Planning at least five years before you need assistance is optimal, and all your assets can be protected. Here are some mistakes we want to see you avoid making during the Medicaid application process:

• Mistake No. 1: Failure to provide a valid, Durable Power of Attorney that gives the necessary power to the agent to help the applicant in the process. This is where DIY forms are a very bad idea. • Mistake No. 2: Failure to draft and fund an irrevocable trust 5 years before benefits are needed. • Mistake No. 3: Selling the primary home, thereby converting an uncountable asset to a countable one and thereby disqualifying the Medicaid applicant.

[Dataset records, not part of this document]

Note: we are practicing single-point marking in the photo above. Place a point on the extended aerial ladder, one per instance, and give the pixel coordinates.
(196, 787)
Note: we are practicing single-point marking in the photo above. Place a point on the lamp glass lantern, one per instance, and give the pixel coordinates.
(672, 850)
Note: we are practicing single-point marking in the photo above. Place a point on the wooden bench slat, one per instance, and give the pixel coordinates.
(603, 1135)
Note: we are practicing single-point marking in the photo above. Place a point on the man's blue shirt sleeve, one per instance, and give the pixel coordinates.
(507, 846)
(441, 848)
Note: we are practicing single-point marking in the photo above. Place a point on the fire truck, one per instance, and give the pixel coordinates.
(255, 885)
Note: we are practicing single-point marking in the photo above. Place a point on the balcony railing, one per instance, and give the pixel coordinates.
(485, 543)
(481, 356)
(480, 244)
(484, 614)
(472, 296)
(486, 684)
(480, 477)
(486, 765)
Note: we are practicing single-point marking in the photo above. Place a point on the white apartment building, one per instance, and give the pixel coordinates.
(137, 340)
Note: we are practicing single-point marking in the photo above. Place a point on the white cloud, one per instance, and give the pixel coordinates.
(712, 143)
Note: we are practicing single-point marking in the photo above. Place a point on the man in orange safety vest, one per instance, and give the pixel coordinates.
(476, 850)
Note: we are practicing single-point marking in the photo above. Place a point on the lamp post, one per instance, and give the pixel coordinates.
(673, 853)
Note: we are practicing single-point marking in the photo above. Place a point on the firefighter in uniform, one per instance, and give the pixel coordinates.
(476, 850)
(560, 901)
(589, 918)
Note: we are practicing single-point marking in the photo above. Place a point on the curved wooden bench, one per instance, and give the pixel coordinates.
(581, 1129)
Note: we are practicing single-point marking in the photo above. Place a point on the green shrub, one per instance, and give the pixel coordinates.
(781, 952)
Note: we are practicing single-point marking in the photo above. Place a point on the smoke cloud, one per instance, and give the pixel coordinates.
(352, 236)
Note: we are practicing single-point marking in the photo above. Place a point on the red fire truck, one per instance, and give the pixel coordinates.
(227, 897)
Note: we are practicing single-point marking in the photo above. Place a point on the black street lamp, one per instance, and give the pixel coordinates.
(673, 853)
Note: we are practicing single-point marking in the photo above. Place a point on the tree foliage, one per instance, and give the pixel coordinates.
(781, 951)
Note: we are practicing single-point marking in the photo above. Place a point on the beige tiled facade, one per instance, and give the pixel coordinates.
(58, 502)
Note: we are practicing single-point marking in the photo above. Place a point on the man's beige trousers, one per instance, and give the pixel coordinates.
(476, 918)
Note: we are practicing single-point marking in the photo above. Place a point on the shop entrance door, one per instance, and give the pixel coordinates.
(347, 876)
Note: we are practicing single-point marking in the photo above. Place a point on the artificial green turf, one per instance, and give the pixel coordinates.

• Mistake No. 4: Making gifts within five years before applying for Medicaid creates a waiting period that could delay qualification entirely if the gifts are sufficiently large. • Mistake No. 5: Co-signing with children or grandchildren on notes to allow those without sufficient credit to purchase their homes, creating a disqualifying asset under Medicaid rules. • Mistake No. 7: Not understanding the use of a qualified income trust (QIT), also known as a Miller Trust, to qualify an applicant whose income is over the amount allowed for qualification for Medicaid. • Mistake No. 8: Couples spending needlessly to the $3,000 asset level without taking advantage of the spousal impoverishment and other applicable rules for additional retention of assets allowed for the stay-at-home spouse. • Mistake No. 9: Failure to avoid probate of noncountable assets by not using such tools as a Ladybird Deed to take the homestead out of the estate since Medicaid can recover what it paid out in benefits only from estate assets.


• Mistake No. 10: Failure to apply for Medicaid while in a skilled nursing facility for at least 60 days. You bypass the Medicaid waitlist if you apply during your short-term nursing/rehab facility stay.